The campaign against the Scottish Parliament's email services continues. Defenses are said to be holding firm.
India's National Informatics Centre's flawed eHospital app has exposed Aadhaar numbers to a free Android app, Mygov, whose developer was arrested in late July. Aadhaar is a twelve-digit personally identifying number linked to biometric information; most adult Indians are enrolled in the government program.
Hijacked Chrome extensions are being purged, but malicious software proved surprisingly effective at evading security checks established to catch such attacks routinely. Morphus Labs warns that one of the malicious extensions is particularly active in Brazil, where criminals are phoning marks and telling them to install it as an update to their bank's security module.

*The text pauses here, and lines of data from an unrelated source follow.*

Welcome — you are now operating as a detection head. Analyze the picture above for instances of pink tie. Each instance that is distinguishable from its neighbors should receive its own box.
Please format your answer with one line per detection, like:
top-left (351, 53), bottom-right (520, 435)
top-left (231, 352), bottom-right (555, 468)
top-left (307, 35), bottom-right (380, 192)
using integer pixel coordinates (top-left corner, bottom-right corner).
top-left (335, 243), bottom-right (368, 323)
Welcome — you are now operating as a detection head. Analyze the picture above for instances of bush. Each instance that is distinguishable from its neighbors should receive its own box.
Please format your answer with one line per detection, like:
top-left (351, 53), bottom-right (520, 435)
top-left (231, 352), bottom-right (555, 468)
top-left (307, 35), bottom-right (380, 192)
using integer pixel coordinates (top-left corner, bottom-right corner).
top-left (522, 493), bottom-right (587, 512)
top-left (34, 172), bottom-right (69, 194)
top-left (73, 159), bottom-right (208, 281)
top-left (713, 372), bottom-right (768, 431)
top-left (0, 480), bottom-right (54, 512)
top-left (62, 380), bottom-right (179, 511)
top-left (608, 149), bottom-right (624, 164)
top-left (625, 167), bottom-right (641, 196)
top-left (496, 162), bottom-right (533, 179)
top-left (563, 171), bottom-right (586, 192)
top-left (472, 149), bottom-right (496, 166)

Governments turn a cold eye toward foreign-made software and hardware. In the US, Kaspersky remains under (controversial) suspicion over alleged connections with Russian intelligence services. India has told a number of Chinese device manufacturers to give proof of security and appropriate data handling if they expect to continue to do business in the subcontinent. And in Russia the Security Council head warns that widely used foreign software is implicated in longstanding Western plots to destabilize the country.
The Brown Shirt wannabes of the Daily Stormer find fewer places to operate online, but as always extremism continues to find its outlets. Some vigilantism directed against the unsympathetic Stormer is hitting innocent and sympathetic targets: uninvolved people are being doxed and threatened because someone thought they looked like some guys reenacting Triumph of the Will in Virginia.